Graph-of-Differences: Anatomy-Structured Difference Alignment for Medical Image Re-Identification
Pith reviewed 2026-06-26 14:34 UTC · model grok-4.3
The pith
Representing medical images as anatomy graphs and aligning differences over matched nodes improves re-identification accuracy and generalization.
A machine-rendered reading of the paper's core claim, the machinery that carries it, and where it could break.
Core claim
GoD represents each image as an anatomy graph, establishes soft node correspondence for image pairs, computes differences over matched anatomy, and uses a graph-level difference alignment objective to tie these to the global backbone difference, ensuring the retrieval signal is anchored in homologous structures.
What carries the argument
The anatomy graph with soft node correspondence and graph-level difference alignment objective that anchors differences to named structures.
If this is right
- Rank-1 accuracy increases by 7.1 percentage points on fundus images and 3.1 on CXR over baseline.
- Gains extend to zero-shot external transfers, indicating better generalization.
- Explanations become verifiable through node insertion and deletion tests on named graph nodes.
- The method reduces vulnerability to shortcut learning from non-anatomical features.
Where Pith is reading between the lines
- The approach may apply to other tasks requiring anatomical consistency, such as segmentation or registration.
- Structured explanations could support regulatory requirements for AI in healthcare.
- Performance might further improve if node correspondences incorporate domain-specific priors.
Load-bearing premise
Soft node correspondence between anatomy graphs from different images can be established reliably enough that the resulting differences are meaningful and not dominated by correspondence errors.
What would settle it
If ablating the anatomy graph and alignment components yields no improvement or worse performance than the frozen-backbone baseline, or if correspondence errors lead to meaningless differences, the central claim would be falsified.
Figures
read the original abstract
Medical image re-identification (MedReID) enables longitudinal patient linkage but remains vulnerable to shortcut learning and often produces decisions that clinicians cannot audit against named anatomy.
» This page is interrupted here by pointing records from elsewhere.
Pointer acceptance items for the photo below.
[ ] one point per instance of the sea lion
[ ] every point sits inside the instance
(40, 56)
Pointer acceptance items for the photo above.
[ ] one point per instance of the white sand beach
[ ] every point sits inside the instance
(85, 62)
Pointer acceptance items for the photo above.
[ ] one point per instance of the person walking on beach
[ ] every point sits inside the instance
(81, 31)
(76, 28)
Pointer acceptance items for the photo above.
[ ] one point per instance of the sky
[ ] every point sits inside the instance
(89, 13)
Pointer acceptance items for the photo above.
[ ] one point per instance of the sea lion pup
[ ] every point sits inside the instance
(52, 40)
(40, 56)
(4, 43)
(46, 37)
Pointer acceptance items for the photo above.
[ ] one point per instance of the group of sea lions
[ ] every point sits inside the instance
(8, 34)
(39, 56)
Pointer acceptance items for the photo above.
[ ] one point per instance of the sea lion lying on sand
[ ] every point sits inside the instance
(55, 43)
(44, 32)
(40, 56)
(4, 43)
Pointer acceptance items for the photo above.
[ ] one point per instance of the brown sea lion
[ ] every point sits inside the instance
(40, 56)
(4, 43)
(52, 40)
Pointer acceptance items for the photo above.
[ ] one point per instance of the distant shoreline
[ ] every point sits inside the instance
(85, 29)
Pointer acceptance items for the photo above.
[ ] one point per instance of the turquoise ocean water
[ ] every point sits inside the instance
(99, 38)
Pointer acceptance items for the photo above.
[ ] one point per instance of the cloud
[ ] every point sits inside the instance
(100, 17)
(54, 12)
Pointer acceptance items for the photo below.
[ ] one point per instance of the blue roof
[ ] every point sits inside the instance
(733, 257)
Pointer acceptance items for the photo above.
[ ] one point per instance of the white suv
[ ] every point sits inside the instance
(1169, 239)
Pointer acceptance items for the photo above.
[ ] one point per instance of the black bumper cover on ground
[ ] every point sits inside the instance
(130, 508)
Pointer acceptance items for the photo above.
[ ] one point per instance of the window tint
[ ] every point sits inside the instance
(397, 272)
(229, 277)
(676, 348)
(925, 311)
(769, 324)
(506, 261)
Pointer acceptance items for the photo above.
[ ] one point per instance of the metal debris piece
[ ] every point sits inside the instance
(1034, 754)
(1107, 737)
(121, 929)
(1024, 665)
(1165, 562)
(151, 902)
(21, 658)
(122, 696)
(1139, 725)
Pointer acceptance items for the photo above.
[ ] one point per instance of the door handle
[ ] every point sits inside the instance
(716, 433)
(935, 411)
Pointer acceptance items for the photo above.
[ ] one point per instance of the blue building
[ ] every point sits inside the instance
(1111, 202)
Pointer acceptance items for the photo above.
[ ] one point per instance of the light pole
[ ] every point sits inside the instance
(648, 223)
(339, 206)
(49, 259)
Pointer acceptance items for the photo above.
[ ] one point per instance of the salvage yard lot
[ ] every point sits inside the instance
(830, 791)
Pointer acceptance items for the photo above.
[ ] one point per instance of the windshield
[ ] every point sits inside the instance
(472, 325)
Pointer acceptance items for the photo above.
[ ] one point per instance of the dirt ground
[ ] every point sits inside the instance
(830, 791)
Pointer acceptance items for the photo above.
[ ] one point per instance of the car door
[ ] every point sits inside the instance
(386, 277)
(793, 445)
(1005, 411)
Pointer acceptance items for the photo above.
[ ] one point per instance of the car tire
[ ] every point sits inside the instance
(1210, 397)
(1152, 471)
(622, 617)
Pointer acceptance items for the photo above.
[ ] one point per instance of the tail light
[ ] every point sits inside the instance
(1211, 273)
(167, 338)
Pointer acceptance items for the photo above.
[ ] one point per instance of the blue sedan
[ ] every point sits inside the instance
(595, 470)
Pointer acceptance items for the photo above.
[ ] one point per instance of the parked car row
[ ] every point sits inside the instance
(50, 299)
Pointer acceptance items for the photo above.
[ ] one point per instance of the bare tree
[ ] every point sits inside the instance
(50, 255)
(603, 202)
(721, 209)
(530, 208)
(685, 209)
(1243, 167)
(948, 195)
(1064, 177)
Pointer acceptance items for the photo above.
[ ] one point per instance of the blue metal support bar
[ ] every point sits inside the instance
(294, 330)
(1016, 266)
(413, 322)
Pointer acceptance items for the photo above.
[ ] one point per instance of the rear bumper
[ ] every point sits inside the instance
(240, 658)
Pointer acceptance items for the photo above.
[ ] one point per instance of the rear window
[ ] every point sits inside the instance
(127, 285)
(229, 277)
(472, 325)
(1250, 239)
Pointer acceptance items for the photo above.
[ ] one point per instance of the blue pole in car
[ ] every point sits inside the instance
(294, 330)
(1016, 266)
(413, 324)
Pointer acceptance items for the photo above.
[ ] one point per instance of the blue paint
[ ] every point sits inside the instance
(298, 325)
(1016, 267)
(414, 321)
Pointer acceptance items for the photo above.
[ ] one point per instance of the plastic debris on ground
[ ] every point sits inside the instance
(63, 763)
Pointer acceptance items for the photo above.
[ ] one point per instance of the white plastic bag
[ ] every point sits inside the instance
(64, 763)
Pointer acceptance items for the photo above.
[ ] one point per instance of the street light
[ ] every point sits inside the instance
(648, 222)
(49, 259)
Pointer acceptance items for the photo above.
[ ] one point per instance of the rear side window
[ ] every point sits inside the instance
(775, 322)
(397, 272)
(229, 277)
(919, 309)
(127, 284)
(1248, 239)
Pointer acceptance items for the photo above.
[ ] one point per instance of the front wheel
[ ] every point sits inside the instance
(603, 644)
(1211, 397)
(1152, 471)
We propose Graph-of-Differences (GoD), which grounds identity comparisons in explicit anatomical structure. Each image is represented as an anatomy graph whose nodes correspond to named anatomical regions; given an image pair, soft node correspondence is established, and differences are computed over matched anatomy. A graph-level difference alignment objective ties these anatomy-matched differences to the global backbone difference, ensuring the retrieval signal is anchored in homologous structures rather than arbitrary spatial tokens. Explanations are defined over named graph nodes and quantitatively audited via node insertion/deletion tests, replacing unstable pixel heatmaps with verifiable structure-level evidence. On internal benchmarks, GoD improves Rank-1 by +7.1 pp on fundus and +3.1 pp on CXR over a strong frozen-backbone baseline, with further gains on zero-shot external transfers confirming that anatomy grounding improves both accuracy and generalization. Code is available at https://github.com/GenMI-Lab/GoD.git.
Editorial analysis
A structured set of objections, weighed in public.
Referee Report
Summary. The paper proposes Graph-of-Differences (GoD) for medical image re-identification (MedReID). Images are represented as anatomy graphs with nodes for named anatomical regions. For pairs, soft node correspondence is established and differences computed over matched nodes; a graph-level alignment objective ties these anatomy-specific differences to the global backbone difference. This is claimed to reduce shortcut learning, improve Rank-1 by +7.1 pp (fundus) and +3.1 pp (CXR) over a frozen-backbone baseline, yield further zero-shot external gains, and enable auditable explanations via named nodes with insertion/deletion tests. Code is released.
Significance. If the results hold after addressing validation gaps, the contribution would be significant for MedReID by replacing opaque spatial-token comparisons with explicit, named anatomical structure. The reported accuracy and generalization improvements, combined with structure-level explanations and public code, would advance both performance and clinical auditability in longitudinal patient linkage tasks.
major comments (2)
- [Method] Method section (description of soft node correspondence and graph-level alignment): the central claim attributes performance gains to anatomy-grounded differences, yet no quantitative validation of correspondence quality (e.g., precision/recall on held-out annotated node pairs) or ablation replacing learned correspondence with random/uniform matching is provided; without these, it is impossible to confirm that reported improvements arise from meaningful anatomical variation rather than the auxiliary alignment loss or backbone features.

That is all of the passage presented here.